Un ejemplo: ¿Sabías que la furgoneta Citan, de Mercedes-Benz, se hace totalmente en la fábrica de Renault, en Limoges (Francia)? Reconocerlo no tendría consecuencias legales, puesto que la práctica está plenamente autorizada. El coste para Mercedes-Benz sería más reputacional y un desencuentro con un cliente que, tal vez, ha perdido su tiempo dudando entre comprarse una Citan de Mercedes o una Kangoo de Renault cuando, en realidad, el fabricante es el mismo.

También en las marcas blancas el fabricante es otro, pero suele advertirse de ello y repercutir en el coste final de cara al consumidor, algo que no sucede en las negras por su ocultamiento a la opinión pública. La otra diferencia es que mientras que las primeras afectan a la distribución, las negras se circunscriben al terreno de la fabricación.

La fake labels

Ninguna de las dos prácticas es, en opinión de Olivares, tolerable de cara al gran consumo y en tiempos donde la clave empieza a ser la transparencia y la forma de distinguirte de otros es la trazabilidad. Sin embargo, a su juicio son más peligrosa las marcas negras, a las que llama fake labels, el equivalente a las fake news en el mundo de las marcas, puesto que en la etiqueta no se hace alusión alguna al verdadero fabricante. “Muchos de los que hacen esto son monstruos mundialmente conocidos como líderes en innovación, que luego van arañando céntimos a los costes de los procesos de producción”, dice Olivares.

Las marcas blancas están ya bastante conceptualizadas en la sociedad y el consumidor no se siente molesto cuando adquiere alguno de estos productos porque sabe que compra algo producido para un distribuidor concreto que previamente ha hecho una selección de proveedores. Se beneficia, por añadidura, de una rebaja en el precio. La forma que tienen muchas marcas de identificar al fabricante es referenciarlo en la etiqueta con el nombre mercantil o incluyendo el código de barras. Mucho más desconocidas en el imaginario colectivo son las marcas negras a las que Olivares compara con "comprar a ciegas".

Las transparentes

Una tercera categoría son las que este grupo de investigación llaman marcas de prescripción y que, a veces, se confunden con marcas blancas. El ejemplo que cita el profesor Olivares es Hacendado con Mercadona. “Hacendado no es una marca blanca, es una marca de prescripción porque se visualiza el nombre del fabricante. Es una alianza entre marcas en la que ambas ganan. Se trata de una especie de cobranding”.

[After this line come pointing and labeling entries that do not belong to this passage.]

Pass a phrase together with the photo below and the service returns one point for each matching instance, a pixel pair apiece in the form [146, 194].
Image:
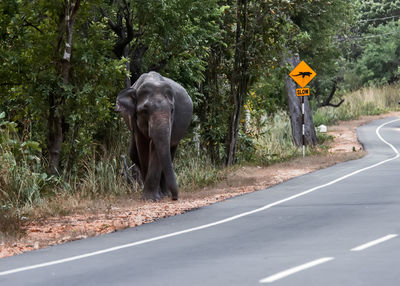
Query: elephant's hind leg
[152, 189]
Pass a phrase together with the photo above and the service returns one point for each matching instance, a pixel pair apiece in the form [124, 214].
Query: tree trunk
[239, 80]
[55, 120]
[295, 110]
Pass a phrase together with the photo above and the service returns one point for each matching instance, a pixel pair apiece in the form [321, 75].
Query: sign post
[302, 74]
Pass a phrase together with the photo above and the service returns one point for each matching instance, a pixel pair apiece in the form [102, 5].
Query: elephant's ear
[126, 101]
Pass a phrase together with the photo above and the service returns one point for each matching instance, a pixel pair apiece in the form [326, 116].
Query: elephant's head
[151, 105]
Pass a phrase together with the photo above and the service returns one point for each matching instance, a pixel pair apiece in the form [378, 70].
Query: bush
[22, 179]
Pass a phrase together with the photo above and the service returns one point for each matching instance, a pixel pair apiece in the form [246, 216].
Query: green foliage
[367, 101]
[373, 57]
[22, 179]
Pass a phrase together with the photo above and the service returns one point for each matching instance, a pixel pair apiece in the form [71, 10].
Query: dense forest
[63, 62]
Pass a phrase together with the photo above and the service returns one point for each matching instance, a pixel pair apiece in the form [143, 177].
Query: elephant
[157, 111]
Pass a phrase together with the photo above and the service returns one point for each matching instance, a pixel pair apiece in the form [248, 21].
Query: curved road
[337, 226]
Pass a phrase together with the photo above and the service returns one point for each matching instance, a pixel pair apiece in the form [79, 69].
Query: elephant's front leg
[164, 190]
[152, 183]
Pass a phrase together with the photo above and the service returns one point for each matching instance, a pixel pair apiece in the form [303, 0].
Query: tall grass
[366, 101]
[267, 139]
[273, 140]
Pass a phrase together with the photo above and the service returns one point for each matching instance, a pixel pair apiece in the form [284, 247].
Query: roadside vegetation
[61, 141]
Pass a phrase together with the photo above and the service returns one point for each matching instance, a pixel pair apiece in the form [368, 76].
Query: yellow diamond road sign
[302, 74]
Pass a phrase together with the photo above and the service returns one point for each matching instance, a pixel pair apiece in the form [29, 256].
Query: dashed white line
[296, 269]
[229, 219]
[374, 242]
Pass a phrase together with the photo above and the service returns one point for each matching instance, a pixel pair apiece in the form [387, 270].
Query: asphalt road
[337, 226]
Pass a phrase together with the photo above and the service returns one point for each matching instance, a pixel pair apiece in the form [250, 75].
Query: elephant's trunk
[160, 134]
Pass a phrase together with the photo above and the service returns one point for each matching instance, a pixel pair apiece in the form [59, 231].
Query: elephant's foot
[151, 196]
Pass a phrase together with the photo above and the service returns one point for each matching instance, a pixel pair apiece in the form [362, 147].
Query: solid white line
[374, 242]
[294, 270]
[229, 219]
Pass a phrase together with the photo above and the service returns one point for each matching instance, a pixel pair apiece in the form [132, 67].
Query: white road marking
[229, 219]
[294, 270]
[374, 242]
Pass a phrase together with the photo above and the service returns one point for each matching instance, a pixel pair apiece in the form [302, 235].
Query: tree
[57, 87]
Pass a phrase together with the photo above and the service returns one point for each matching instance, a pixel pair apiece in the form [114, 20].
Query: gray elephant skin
[157, 111]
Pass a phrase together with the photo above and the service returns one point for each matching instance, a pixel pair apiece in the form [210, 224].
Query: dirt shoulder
[124, 213]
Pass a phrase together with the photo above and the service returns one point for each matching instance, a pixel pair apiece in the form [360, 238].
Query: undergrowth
[26, 190]
[366, 101]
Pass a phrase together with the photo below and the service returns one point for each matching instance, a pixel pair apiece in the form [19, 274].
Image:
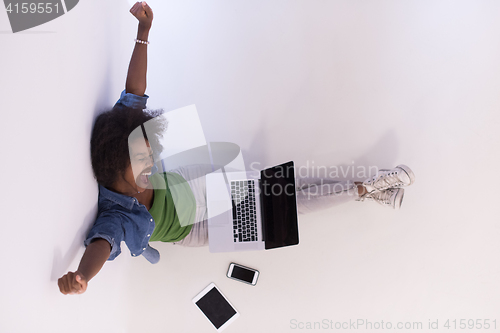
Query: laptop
[252, 211]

La cuarta y última clase, también dentro de las transparentes, son los fabricantes en estado puro, de los que algunos dicen que se pueden contar con los dedos de una mano. Una opinión que no comparte Olivares, quien prefiere pensar que todavía quedan marcas en España que se aferran a su buen hacer y a la confianza de los consumidores.

Del hecho al dicho

Algunas de las víctimas de los efectos colaterales de este trasiego de mercancías serían los pequeños fabricantes que compiten con sus escasos medios con una producción artesanal con otros gigantes que comunican lo mismo aunque no sea cierto. Pero el gran damnificado es el consumidor, incapaz de valorar si el precio que paga es o no el justo y si está en consonancia con la reputación de la marca.

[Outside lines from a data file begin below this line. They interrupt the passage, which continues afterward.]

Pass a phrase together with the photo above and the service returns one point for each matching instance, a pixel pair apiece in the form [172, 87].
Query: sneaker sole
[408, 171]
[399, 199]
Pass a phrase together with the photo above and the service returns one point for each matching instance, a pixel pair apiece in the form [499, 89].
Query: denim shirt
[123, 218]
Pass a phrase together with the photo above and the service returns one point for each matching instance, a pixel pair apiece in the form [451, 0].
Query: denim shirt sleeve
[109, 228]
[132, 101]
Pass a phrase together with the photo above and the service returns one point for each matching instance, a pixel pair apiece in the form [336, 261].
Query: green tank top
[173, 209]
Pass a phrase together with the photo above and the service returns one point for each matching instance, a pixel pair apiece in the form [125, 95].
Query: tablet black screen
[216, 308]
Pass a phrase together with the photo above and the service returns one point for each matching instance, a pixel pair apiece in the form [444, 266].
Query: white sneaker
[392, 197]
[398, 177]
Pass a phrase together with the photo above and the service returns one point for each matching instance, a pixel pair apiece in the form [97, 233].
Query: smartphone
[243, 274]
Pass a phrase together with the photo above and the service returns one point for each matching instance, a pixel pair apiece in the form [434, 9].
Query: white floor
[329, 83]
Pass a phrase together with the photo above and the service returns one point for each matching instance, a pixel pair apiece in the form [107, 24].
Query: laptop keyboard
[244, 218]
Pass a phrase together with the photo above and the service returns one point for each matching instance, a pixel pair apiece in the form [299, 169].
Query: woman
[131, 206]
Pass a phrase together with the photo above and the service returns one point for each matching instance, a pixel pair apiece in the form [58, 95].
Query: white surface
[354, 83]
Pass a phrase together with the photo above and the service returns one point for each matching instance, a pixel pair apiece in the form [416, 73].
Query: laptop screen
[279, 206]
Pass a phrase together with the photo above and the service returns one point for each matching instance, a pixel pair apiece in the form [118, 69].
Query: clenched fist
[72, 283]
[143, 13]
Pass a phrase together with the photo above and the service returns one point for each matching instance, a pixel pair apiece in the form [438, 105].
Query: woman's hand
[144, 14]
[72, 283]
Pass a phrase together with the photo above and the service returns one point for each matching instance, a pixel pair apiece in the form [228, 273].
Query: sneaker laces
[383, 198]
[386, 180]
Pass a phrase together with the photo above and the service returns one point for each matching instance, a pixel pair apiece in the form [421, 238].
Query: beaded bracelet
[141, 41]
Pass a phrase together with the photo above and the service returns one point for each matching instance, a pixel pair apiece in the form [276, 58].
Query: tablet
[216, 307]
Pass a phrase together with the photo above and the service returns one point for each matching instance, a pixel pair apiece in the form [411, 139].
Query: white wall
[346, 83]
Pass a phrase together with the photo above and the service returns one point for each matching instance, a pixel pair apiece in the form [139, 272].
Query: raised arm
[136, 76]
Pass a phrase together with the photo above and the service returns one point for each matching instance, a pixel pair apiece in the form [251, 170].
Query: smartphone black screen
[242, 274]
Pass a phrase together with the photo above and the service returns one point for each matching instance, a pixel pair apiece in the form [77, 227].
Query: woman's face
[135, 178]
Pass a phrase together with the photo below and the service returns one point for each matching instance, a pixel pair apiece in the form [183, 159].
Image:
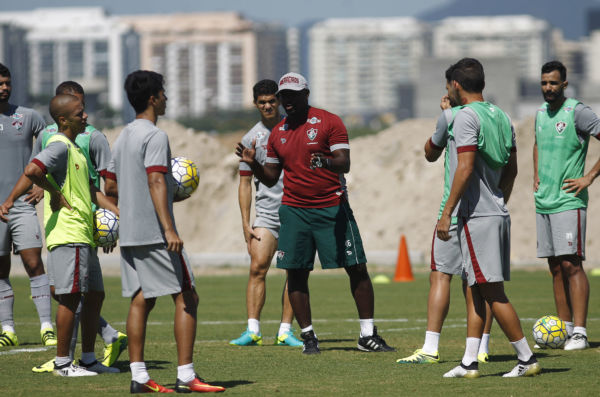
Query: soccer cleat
[8, 338]
[373, 343]
[522, 369]
[113, 350]
[462, 372]
[310, 343]
[420, 357]
[148, 387]
[99, 368]
[197, 385]
[73, 370]
[288, 339]
[247, 339]
[577, 342]
[48, 366]
[48, 337]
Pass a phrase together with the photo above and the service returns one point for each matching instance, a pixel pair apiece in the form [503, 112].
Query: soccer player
[312, 146]
[483, 144]
[61, 170]
[18, 127]
[261, 237]
[446, 259]
[96, 150]
[153, 262]
[563, 127]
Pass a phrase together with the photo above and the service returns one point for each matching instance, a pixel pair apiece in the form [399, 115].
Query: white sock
[471, 349]
[484, 345]
[139, 372]
[186, 373]
[579, 330]
[366, 327]
[254, 326]
[524, 353]
[40, 294]
[88, 357]
[569, 326]
[60, 362]
[432, 341]
[7, 300]
[284, 328]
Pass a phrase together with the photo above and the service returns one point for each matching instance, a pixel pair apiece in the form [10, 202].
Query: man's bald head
[62, 105]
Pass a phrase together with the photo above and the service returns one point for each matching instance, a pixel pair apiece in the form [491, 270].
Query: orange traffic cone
[403, 268]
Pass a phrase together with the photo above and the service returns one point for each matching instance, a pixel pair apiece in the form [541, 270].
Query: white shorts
[485, 247]
[445, 255]
[561, 233]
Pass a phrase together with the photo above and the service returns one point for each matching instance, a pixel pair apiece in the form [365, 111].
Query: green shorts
[331, 231]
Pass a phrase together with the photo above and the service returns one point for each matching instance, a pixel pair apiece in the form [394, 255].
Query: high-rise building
[81, 44]
[362, 65]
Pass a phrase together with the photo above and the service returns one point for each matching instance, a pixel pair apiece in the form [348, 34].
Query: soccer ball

La solución que se le ocurre a Olivares para desenmarañar este lío es, en primer lugar, “que las empresas asuman el compromiso de comunicar abiertamente su productiva y lo reflejen en las etiquetas o en los espacios del punto final para el consumidor. Creo que hay que integrar en el discurso de la marca el relato veraz de la parte productiva, aunque algunos no vean en el fabricante el aspecto neurálgico de una marca. En una sociedad cada vez más interconectada, en la que todo se acaba sabiendo y con unos consumidores cada vez más concienciados y hartos de mentiras, creo que la sinceridad y la honestidad tienen premio”.

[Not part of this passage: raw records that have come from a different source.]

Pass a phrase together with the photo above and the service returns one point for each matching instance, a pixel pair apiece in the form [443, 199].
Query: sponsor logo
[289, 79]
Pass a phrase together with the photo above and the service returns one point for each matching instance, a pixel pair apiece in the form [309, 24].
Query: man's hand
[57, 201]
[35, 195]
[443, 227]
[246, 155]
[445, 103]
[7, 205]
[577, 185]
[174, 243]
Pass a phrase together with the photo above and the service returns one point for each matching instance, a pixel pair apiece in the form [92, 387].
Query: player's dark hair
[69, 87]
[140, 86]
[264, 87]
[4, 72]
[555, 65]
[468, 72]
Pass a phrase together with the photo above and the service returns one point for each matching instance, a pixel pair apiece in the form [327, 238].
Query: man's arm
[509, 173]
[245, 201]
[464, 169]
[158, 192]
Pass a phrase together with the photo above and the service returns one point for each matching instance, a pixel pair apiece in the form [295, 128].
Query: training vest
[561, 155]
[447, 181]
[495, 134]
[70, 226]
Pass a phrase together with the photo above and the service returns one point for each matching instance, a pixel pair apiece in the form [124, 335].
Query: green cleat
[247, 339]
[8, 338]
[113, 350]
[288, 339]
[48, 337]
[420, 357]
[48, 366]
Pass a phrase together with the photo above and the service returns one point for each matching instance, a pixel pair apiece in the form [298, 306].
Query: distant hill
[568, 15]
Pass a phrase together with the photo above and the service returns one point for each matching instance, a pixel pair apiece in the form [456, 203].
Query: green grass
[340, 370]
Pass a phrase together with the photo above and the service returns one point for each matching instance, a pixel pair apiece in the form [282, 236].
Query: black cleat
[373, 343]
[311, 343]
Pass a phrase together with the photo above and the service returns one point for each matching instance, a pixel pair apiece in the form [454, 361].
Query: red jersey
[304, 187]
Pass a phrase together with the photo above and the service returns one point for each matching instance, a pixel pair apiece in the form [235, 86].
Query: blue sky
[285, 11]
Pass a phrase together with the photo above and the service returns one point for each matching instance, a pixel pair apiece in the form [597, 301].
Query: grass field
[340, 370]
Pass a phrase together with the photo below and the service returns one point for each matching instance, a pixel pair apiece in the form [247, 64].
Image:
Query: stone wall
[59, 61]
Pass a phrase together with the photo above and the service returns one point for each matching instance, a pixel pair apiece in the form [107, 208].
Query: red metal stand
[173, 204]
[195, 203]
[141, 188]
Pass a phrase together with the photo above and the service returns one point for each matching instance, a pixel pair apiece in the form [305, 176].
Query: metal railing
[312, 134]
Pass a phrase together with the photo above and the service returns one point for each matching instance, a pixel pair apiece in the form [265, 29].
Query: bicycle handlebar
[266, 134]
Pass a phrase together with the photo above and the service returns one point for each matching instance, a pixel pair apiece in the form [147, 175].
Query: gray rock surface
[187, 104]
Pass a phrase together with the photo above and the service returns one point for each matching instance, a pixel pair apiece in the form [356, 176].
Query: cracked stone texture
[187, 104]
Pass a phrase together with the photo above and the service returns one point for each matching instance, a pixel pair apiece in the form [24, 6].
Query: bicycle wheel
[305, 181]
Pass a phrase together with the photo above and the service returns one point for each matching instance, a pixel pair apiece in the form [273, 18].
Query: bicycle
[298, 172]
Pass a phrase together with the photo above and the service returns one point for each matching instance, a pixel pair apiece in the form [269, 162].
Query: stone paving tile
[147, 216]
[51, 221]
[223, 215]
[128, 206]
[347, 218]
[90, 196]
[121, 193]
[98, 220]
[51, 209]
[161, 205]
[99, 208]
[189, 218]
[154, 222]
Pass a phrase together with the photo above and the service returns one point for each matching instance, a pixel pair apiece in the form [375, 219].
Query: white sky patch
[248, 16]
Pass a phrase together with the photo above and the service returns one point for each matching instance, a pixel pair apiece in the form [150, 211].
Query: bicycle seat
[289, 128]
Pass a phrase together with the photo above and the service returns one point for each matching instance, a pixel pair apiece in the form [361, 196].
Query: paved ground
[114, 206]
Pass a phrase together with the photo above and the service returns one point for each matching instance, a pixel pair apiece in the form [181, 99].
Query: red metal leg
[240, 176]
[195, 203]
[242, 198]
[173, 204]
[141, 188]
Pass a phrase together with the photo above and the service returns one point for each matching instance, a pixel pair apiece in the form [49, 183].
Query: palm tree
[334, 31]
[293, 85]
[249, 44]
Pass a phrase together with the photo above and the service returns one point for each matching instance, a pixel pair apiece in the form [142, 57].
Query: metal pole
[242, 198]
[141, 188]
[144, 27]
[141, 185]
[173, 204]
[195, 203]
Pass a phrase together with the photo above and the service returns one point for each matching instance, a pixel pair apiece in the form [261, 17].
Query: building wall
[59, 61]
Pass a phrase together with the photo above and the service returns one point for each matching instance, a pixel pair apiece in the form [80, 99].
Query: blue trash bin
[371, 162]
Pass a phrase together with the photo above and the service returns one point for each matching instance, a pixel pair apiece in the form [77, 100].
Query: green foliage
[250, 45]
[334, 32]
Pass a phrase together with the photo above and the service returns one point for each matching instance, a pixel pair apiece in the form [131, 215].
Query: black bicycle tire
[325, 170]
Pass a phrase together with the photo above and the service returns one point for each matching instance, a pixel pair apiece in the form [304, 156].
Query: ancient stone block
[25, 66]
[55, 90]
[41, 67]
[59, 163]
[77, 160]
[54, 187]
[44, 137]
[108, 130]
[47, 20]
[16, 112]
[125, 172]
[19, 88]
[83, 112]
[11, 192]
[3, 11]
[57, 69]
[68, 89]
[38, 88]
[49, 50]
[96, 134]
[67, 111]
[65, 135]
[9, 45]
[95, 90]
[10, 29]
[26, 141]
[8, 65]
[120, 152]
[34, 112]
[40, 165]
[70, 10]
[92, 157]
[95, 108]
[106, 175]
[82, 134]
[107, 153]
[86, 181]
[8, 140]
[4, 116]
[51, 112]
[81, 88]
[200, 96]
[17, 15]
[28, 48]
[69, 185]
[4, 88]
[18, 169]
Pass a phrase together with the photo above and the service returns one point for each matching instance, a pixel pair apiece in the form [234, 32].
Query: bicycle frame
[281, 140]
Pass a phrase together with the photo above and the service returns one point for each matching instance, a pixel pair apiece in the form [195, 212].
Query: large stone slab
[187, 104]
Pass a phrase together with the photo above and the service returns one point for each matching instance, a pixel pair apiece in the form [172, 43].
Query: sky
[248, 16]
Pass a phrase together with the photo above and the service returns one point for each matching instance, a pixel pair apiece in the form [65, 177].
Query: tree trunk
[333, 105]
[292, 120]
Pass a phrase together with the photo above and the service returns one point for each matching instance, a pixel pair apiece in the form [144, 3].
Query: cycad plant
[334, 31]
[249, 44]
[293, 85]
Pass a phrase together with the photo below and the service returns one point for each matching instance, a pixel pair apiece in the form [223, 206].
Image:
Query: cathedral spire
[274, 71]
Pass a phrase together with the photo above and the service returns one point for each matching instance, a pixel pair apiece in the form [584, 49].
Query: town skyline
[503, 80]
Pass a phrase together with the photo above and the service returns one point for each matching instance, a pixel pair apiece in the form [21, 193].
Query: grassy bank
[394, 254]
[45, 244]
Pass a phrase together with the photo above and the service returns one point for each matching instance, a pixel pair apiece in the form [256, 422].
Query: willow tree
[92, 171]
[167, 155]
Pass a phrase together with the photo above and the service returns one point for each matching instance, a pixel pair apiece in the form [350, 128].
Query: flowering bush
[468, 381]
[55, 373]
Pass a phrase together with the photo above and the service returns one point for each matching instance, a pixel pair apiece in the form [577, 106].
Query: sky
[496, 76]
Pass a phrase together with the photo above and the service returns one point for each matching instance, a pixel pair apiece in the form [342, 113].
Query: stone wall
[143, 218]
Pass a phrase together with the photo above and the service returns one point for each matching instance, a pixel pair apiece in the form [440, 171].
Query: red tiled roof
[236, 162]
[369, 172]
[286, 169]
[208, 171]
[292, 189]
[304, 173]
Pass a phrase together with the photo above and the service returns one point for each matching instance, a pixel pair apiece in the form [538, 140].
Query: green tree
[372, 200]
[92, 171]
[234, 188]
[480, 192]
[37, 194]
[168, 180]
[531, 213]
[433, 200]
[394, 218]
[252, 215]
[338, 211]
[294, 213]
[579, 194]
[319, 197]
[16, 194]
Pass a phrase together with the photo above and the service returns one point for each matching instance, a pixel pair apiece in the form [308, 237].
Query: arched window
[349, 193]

En línea con esta última afirmación, entiende Fernando Olivares que el futuro de las marcas se dirige hacia la prescripción y la colaboración transparente “acompañada de una comunicación estratégicamente brillante. Pero no del dicho al hecho sino del hecho al dicho. Confiaremos en las empresas (marcas corporativas) que hagan cosas positivas y relevantes por nosotros, y para ello conocerlo a través de ejercicios de transparencia, es clave. La transparencia es una herramienta para que las empresas alcancen su legitimidad social en esta nueva era y con ello hacer sostenible y viable su proyecto empresarial”, concluye.